O quadro era grande, emoldurado por uma madeira escura que parecia quase se fundir à penumbra do cômodo. Nele, uma garota idêntica a Haerin a observava. O rosto era o mesmo, porém a expressão carregava uma seriedade, quase uma tristeza sufocante.

No começo, Haerin se sentiu incomodada, mas decidiu deixar o quadro lá, por puro descuido. Não queria olhar para ele, mas, por alguma razão, não conseguia ignorá-lo totalmente. A cada vez que passava pelo estúdio, tinha a impressão de que os olhos da garota a seguiam, observando seus passos com um interesse doentio.

Com o passar dos dias, Haerin começou a notar mudanças sutis na imagem. O semblante da garota se tornava mais pesado, a pele mais pálida, os olhos afundados como se tivesse passado dias sem dormir. Haerin evitava olhar diretamente para o retrato, mas toda vez que fazia, era como se a expressão refletisse suas próprias emoções. Se Haerin tivesse uma semana difícil na faculdade ou se sentisse ansiosa, a garota no retrato pareceria ainda mais desgastada, como se a tristeza estivesse se aprofundando dentro dela.

À noite, a situação piorava. O estúdio, sempre escuro, ficava ainda mais opressor. Haerin ouvia passos vindos de dentro do cômodo, como se algo estivesse se movendo. Quando tomava coragem para espiar pela porta entreaberta, o retrato a observava com um olhar que beirava o desespero.

Certa madrugada, já exausta e atormentada, Haerin decidiu que não podia mais suportar. Pegou o quadro com as mãos trêmulas e o levou para fora. Tentou queimá-lo, mas o fogo não deixava marca. Jogou-o no lixo, mas no dia seguinte ele estava de volta, pendurado no mesmo lugar. Haerin começou a duvidar de sua própria sanidade.

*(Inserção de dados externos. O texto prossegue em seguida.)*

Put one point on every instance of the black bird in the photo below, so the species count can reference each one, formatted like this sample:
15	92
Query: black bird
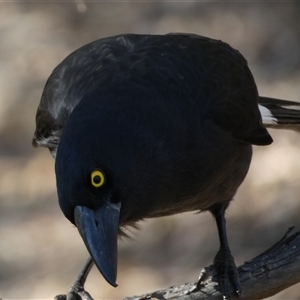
145	126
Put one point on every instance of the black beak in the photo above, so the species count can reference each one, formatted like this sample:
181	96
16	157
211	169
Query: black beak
99	231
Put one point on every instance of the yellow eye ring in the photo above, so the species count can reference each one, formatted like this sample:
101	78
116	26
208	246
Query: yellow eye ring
97	178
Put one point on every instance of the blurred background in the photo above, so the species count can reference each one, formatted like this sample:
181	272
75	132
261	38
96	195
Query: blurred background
41	253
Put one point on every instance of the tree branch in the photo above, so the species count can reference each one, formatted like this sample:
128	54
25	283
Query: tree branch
265	275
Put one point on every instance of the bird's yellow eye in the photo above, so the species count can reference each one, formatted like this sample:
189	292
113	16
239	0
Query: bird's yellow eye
97	178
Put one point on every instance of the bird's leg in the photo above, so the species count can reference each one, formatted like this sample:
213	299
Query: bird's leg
224	261
77	291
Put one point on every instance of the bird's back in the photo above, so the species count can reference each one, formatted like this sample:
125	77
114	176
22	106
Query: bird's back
205	75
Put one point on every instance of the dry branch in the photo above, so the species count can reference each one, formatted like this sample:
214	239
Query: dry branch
265	275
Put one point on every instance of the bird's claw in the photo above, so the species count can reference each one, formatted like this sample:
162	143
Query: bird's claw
227	273
77	292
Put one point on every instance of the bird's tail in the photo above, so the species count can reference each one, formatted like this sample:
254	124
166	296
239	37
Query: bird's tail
280	114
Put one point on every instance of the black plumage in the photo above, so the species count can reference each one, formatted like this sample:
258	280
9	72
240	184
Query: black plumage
168	122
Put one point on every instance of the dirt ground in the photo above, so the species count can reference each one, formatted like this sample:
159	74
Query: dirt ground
40	251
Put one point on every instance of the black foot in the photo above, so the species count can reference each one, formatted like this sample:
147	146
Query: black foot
227	273
76	292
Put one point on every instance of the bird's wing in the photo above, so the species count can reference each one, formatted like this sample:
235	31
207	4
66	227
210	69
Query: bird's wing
280	114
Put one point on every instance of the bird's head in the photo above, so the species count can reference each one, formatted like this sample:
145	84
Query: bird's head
87	193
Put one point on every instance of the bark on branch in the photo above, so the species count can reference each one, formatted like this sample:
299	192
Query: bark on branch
264	276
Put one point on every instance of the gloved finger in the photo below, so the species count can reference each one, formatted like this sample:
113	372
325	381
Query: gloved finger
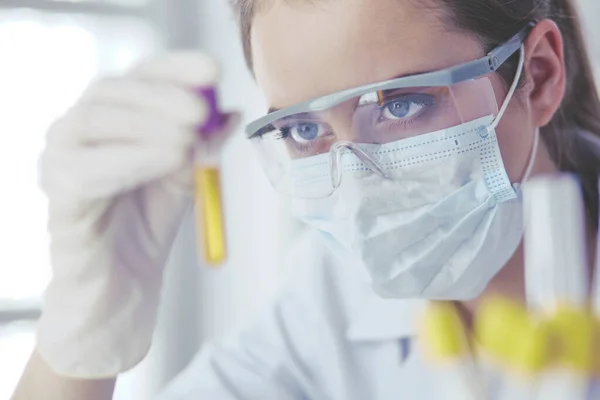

Será que tudo não passava de alucinação?

Determinada a se livrar daquilo de uma vez por todas, ela pegou o retrato e, com um martelo, tentou quebrá-lo em mil pedaços. Mas quando a moldura se partiu, um grito atravessou o ar, cortante e agudo, como se a própria garota do quadro estivesse gritando de dor.

De repente, Haerin se viu paralisada. O rosto da garota começou a se mexer dentro da pintura. Os olhos se viraram diretamente para ela, e os lábios pálidos se abriram em um sorriso cruel. Então, lentamente, a mão pintada começou a se estender para fora, os dedos magros atravessando o vidro como se fosse uma superfície líquida. Haerin tentou recuar, mas estava presa no lugar.

— Você não percebeu ainda? — a voz da garota ecoou pela sala, rouca e baixa. — Eu sou você.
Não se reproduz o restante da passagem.